Psoriatic disease, while common worldwide, demonstrates patterns of skin and joint involvement with similar ethnic and geographic variation. Though challenging to precisely measure, the presence of PsA has been shown to mirror PsV in distinct ethnic groups. For example, Norway has the highest prevalence of PsV and arthritis in PsV patients compared to other Nordic regions (Denmark, Finland, Iceland, and Faroe Islands) [116, 117]. Similarly, Europe and the USA have a similar prevalence of PsV and incidence of PsA [117120]. The annual incidence of PsA is 6.59 per 100,00 in the USA, and 6 per 100,000 in Europe [121, 122]. This pattern is upheld in countries with warmer climates. Japan has one of the lowest prevalences of PsV, estimated to be 0.34 % [123]. Similarly, the incidence of PsA among Japanese PsV patients is extremely low at 0.1 per 100,000 [124]. American Samoa and natives in the Andes of South America were reported to have no cases of PsV or PsA [125, 126]. Thus, not only does PsV and PsA show similar ethnic patterns but also exhibit geographic variation, increasing in prevalence from tropical environments to colder, northern regions [127].
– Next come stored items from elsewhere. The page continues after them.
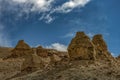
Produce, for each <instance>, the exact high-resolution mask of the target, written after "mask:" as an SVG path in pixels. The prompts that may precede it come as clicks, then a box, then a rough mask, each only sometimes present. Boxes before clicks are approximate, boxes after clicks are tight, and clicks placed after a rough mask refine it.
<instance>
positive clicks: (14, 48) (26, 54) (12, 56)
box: [11, 40, 33, 58]
mask: <svg viewBox="0 0 120 80" xmlns="http://www.w3.org/2000/svg"><path fill="white" fill-rule="evenodd" d="M32 53H33V51H32V49H31V48H30V46H29V45H28V44H26V43H25V42H24V40H20V41H19V42H18V44H17V45H16V47H15V48H14V49H13V50H12V55H11V57H13V58H17V57H24V56H29V55H31V54H32Z"/></svg>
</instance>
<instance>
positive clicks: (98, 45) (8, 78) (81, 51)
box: [0, 32, 120, 80]
mask: <svg viewBox="0 0 120 80" xmlns="http://www.w3.org/2000/svg"><path fill="white" fill-rule="evenodd" d="M119 60H120V58H119V57H118V58H114V57H113V56H112V55H111V54H110V52H109V50H108V48H107V44H106V43H105V41H104V39H103V37H102V35H101V34H97V35H95V36H94V37H93V38H92V40H91V39H90V38H89V37H88V36H87V35H86V34H85V33H84V32H77V33H76V36H75V37H74V38H73V39H72V40H71V42H70V44H69V46H68V52H60V51H57V50H54V49H46V48H43V47H42V46H38V47H37V48H31V47H30V46H29V45H28V44H27V43H26V42H24V40H20V41H18V43H17V45H16V47H15V48H14V49H12V50H11V51H10V53H9V55H7V56H6V57H4V58H1V61H0V63H1V64H4V65H2V66H0V70H1V72H0V74H1V76H0V79H2V80H119V79H120V73H119V70H120V69H119V67H120V65H118V64H119V63H120V61H119ZM9 62H11V63H9ZM16 62H17V63H16ZM15 63H16V64H15ZM7 64H9V65H8V66H7ZM8 67H9V68H10V70H11V71H12V72H13V74H12V75H10V74H11V71H9V69H8ZM2 69H6V70H8V73H9V74H8V73H7V72H5V71H2ZM6 73H7V74H6ZM3 74H4V75H3ZM8 75H9V76H8ZM5 76H6V77H5ZM101 76H102V77H101Z"/></svg>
Genetic susceptibility loci demonstrate interesting trends, as well. HLA-Cw*0602 is a high-risk PsV allele, though its frequency does not necessarily correlate to skin disease. Psoriasis is less common in Africans, with a prevalence as low as 0.3 % in West Africa [117]. However, Africans (all black populations tested by Gudjonsson et al.) are known to have the highest prevalence of the HLA-Cw*0602 allele, at 15.09 % [20, 117]. Similarly, the LCE3C_LCE3B-del has been associated with PsA in Italian and Spanish populations, but no similar association was shown in German and Tunisian populations [128130]. Thus, genetic susceptibility loci must be considered alongside population-specific effects and environmental exposures, which can vary dramatically.

Conclusion

Although the pathophysiology of psoriasis is broad, we have attempted to highlight the important factors shared by PsV and PsA. GWAS, animal models, and a variety of immunology and molecular biology approaches have given us critical insight into the pathophysiology of psoriasis. Despite our knowledge of these mechanisms, there is great variability in the clinical presentation of PsA and PsV. In addition, there is regional and ethnic diversity, which suggests mediating factors that have yet to be thoroughly described. Hopefully, future research endeavors will elucidate the mechanisms of these underlying factors, allowing for the development of more effective, targeted therapies for these debilitating diseases.